Environmental effects on morphology of Acacia tortilis group in the Red Sea Hills,North-Eastern Sudan and South-Eastern Egypt

Acacia tortilis is a drought-resistant species. Its survival and existence in the arid and semi-arid area of Northern Africa and Arabian Peninsula is due to its ability to endure the harsh condition and therefore, it is generally forms open pure stands or mixed stands in these drylands. Wherever it grows, it plays an important role in human, animal and other plant species lives. Yet the relation between its adaptive features and their relation to the environmental conditions is not studied in a large scale of environmental variation.
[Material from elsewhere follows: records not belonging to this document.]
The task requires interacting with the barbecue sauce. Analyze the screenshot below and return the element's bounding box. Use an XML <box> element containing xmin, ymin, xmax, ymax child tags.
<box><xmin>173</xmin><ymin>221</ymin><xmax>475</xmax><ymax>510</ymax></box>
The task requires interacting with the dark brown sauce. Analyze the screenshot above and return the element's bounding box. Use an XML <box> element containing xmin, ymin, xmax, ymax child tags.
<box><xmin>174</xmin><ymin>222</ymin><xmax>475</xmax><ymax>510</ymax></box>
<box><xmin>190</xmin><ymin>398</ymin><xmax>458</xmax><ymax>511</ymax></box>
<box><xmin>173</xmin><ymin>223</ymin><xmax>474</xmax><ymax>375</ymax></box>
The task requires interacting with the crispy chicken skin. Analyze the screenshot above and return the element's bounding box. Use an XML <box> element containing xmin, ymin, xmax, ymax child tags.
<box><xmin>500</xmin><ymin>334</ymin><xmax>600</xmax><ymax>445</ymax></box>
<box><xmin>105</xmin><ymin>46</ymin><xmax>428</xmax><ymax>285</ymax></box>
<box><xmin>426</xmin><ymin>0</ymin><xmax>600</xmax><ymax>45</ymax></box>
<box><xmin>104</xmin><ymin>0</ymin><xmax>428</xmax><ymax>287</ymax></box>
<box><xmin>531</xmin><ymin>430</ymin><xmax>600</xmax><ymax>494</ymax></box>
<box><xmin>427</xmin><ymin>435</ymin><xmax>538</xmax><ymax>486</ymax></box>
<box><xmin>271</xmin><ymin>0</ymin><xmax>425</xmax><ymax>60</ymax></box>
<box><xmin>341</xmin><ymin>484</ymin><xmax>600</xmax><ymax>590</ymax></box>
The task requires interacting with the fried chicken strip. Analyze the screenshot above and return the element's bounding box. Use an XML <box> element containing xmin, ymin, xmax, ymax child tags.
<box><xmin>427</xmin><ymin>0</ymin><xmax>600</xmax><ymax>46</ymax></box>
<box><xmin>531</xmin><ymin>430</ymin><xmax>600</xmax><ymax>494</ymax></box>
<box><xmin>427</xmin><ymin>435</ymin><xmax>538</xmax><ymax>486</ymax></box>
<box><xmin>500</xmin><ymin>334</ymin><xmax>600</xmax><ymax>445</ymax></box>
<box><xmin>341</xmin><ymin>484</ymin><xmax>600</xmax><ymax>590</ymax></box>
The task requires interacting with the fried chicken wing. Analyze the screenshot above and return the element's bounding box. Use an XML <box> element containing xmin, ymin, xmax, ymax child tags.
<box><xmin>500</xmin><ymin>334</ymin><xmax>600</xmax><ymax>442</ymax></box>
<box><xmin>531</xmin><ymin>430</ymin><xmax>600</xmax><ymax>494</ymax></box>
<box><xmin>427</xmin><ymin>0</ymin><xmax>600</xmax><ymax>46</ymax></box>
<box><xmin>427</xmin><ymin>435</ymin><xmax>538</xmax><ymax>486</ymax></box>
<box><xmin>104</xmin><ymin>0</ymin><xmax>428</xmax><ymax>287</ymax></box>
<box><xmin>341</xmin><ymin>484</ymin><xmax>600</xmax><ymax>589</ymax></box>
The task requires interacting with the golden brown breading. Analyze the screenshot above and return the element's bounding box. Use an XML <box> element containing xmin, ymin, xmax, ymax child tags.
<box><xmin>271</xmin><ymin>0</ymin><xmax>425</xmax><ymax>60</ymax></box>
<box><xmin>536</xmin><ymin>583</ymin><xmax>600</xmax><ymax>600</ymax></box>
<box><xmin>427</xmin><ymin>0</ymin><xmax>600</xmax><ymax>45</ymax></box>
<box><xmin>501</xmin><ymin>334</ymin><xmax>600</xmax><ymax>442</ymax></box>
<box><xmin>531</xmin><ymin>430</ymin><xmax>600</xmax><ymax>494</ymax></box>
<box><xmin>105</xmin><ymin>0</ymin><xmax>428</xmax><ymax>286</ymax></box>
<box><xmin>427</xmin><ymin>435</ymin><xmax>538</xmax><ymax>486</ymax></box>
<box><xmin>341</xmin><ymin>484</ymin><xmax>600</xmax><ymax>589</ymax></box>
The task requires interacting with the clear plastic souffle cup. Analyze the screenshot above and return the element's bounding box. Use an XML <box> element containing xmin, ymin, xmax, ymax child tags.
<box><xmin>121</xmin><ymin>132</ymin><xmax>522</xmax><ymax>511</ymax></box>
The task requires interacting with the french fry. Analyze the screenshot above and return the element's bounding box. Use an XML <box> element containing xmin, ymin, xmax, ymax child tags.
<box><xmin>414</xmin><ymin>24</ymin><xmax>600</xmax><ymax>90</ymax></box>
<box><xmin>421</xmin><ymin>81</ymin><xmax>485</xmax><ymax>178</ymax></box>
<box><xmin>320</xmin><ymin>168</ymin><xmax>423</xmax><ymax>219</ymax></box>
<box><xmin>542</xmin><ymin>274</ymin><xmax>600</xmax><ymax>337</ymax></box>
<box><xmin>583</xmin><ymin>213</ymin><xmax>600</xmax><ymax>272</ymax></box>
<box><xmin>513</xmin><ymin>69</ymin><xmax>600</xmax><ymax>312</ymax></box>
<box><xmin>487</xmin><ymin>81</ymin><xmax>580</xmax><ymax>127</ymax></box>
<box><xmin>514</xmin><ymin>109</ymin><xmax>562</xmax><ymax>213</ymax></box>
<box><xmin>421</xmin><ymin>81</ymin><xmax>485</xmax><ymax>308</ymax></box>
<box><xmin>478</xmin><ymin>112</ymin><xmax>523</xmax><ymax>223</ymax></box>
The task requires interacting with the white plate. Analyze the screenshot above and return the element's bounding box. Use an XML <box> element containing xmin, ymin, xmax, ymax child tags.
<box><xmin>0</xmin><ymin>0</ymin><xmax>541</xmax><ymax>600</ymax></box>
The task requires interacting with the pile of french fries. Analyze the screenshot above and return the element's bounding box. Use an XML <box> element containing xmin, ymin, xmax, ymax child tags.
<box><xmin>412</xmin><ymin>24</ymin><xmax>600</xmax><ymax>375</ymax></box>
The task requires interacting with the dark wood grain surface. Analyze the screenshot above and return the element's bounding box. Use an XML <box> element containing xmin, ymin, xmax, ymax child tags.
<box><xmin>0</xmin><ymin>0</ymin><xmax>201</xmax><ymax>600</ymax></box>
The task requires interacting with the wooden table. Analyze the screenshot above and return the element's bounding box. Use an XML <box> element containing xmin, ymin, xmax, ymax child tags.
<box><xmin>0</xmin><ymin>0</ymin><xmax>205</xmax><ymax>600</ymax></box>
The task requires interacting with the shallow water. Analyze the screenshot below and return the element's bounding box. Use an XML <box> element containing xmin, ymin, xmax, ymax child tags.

The main objective of this study is therefore to examine if the immediate environmental factors, other than human utilization, are associated to the expressed morphological variables among the A. tortilis sub-taxa. Three subspecies are collectively reported in the study area, Red Sea Hills of Sudan and Egypt. According to different literatures, they are distinguished by features of high plasticity under the variable pressure of human activity and climate. Such features are hair density in some parts of the plant, crown shape and number of stems. In the current study, the result of analysing 520 samples of A. tortilis – collected from 25 different localities representing various altitudinal gradients – showed a correlation between the expressed morphological studied and the immediate environment. When data from both regions studied as one data set, elevation, above sea level, was the only significant response variable and higher hair density was associated to plants growing in Sudan. However, when only data from Sudan was studied separately, elevation, hillside and lower part of the catchment were the statistically significant response variables. In the Egyptian data set, the statistically significant response variables were elevation, khor bank and the upper, mid, and lower part of the catchment. An intra-morphological correlation was also shown. These results may suggest that the current A. tortilis sub-taxa are ecotype. Genetic and anthropogenic studies are needed to verify this assumption.